Coggeshall, St Peter ad Vincula
The magnificent and imposing St Peter ad Vincula ('St Peter in chains', a rare dedication) in Coggeshall, Essex, is one of a group of great churches built following the success of the early wool-trade in the East Anglia area. It is Grade I listed.
The building now standing was completed in the first quarter of the 15th century, and sits on a site where both Saxon and Norman churches stood previously. It was restored in the nineteenth century, but severely damaged by enemy action in 1940, and restored 1955-8 by S.E. Dykes Bower.

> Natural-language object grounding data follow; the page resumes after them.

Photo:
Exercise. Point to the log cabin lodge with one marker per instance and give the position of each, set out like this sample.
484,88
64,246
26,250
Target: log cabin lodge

The church is built of flint rubble with fragments of brick, partly faced with ashlar, with limestone dressings, roofed with lead. The chancel and nave, N and S chapels all date from the fifteenth century. The north arcade and clerestorey, most of the north aisle, the roofs of the nave and north aisle, and the tower were rebuilt 1955-8, and the remainder repaired.
The church shelters a maternity roost of soprano pipistrelles and a Natterer’s bat day roost. These make a mess and fly around in the church interior.
The project built a link between the church community and Essex Bat Group. Members of the bat group led two successful and well-attended bat talks and walks, which made the church community more positive about their bats, helping them to co-exist more harmoniously.